On top of the power price increases and extreme heat, Louisianans are also paying for the latest climate disaster. Since Hurricane Ida made landfall last year, utility companies have passed the cost of power line and equipment repairs onto customers, adding to already bloated electricity bills. And while people living in urban areas can seek refuge in air-conditioned movie theaters, malls and libraries, Hollins said that in rural parts of the state, those options don’t exist.
“I have folks out there that have $600 and $700 energy bills – and they’re low income,” Hollins said. “I think about the access they may have to somewhere just to cool off, when you get into some of those rural areas, that’s just not there. That’s what keeps me up at night.”
In Missouri, energy assistance officials saw such a spike in clients with high electric bills this summer that they doubled the benefit for residents in crisis to $600 – and then doubled it again to $1,200.
While policymakers generally agree that a warm home is essential, some still see cooling as a luxury. Most states have policies preventing power shut offs during the winter, but less than half have similar policies for the summer.

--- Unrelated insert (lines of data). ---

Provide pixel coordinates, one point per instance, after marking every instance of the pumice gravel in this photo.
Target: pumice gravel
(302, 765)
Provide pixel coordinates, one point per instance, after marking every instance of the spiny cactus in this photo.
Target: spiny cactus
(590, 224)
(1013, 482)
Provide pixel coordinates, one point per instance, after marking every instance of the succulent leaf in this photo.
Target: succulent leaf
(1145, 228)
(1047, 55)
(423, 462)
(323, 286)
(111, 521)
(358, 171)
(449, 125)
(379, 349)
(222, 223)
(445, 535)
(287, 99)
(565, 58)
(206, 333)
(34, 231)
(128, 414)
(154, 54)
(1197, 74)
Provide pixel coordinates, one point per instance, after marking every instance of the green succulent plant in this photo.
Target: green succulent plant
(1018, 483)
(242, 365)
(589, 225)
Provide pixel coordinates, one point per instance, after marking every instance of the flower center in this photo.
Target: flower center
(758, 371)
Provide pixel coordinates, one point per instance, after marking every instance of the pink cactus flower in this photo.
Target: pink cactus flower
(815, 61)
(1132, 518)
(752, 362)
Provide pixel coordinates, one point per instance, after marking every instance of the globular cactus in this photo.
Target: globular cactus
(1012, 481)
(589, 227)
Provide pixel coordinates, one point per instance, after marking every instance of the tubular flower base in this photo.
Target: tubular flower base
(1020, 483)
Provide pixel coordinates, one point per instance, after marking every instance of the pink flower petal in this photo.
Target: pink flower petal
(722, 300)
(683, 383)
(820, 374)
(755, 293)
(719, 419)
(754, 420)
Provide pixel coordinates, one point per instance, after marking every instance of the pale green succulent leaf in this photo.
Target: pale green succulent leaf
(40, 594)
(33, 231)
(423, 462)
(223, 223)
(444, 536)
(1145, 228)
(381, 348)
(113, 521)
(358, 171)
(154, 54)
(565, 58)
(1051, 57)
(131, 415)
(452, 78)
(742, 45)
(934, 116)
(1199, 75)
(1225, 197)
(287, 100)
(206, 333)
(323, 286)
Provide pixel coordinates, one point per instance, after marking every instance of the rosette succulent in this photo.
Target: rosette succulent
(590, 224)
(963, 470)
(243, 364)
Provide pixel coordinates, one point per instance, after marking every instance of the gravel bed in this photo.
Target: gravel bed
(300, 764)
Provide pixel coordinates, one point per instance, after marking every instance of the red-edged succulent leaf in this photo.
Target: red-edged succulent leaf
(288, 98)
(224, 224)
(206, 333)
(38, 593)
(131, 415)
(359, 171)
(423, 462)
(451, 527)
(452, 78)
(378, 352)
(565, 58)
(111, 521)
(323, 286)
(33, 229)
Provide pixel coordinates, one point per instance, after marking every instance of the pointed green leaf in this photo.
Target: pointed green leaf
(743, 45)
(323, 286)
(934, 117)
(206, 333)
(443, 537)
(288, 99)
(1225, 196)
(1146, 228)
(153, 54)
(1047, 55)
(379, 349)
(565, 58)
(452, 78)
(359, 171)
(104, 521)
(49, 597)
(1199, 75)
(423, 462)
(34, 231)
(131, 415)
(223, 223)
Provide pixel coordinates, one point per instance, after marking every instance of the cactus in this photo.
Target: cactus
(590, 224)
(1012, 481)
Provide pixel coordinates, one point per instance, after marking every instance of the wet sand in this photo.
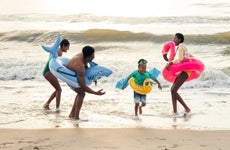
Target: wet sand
(115, 138)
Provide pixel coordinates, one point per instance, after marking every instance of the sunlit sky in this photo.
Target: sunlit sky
(137, 8)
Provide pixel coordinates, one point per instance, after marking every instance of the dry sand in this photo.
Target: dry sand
(121, 138)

Though many states now offer assistance year-round, a handful still only help residents with their energy bills in the winter. This approach made sense decades ago, Wolfe said, when home heating costs in the coldest parts of the country could be two or three times the yearly electric bill. But today, heating and cooling bills are “balancing out” in some places, he said, while government aid is not.
For some, air conditioning has become too expensive to afford at all.
In Denver, the nonprofit Energy Outreach Colorado said many of the people it serves have never had to own an AC unit. “Now people who would normally contact us because they have a problem with a furnace, they’re contacting us saying, ‘Is there anything you can do to help us with some kind of cooling?'” said spokeswoman Denise Stepto.
During the pandemic, New York City distributed 74,000 air conditioners to low-income seniors isolating in their apartments. Later, when Columbia University’s Hernández surveyed recipients, she found that some were reluctant to use them on the hottest days because of the expense.
In Memphis, about half the average electric bill in the summer is from air conditioning, according to the city’s power company, Memphis Light, Gas and Water. The average monthly price consumers pay just to air-condition their homes surged to $125 this summer, up from $75 in the past two years.
“I’ve seen people not be able to live in their houses this year because of lack of air conditioning, so they’ve gone to live with family,” said Mary Hamlett, vice president of family programs at the Metropolitan Inter-Faith Association in Memphis. “Either units break and they can’t afford to have them repaired or they can’t afford to run them in a way that would keep them cool enough.”
The day after Besong visited the aid office, the lights in her East Nashville apartment flickered off. “I was like, ‘Oh, my God,'” she said. “I was so scared.”
To her relief, it turned out to be just a minor power outage. She soon got the call: The nonprofit would pay off her balance. Going forward, Besong plans to take on more work cleaning homes to help pay the bills.
“I’m going to get the help that I can get now,” she said while air frying chicken patties for dinner. Her daughter Kaydence played at the table while her son Carter worked on spelling homework under the kitchen lights.
“And then after that,” she added, “I’ll be able to give back. Pay it forward.”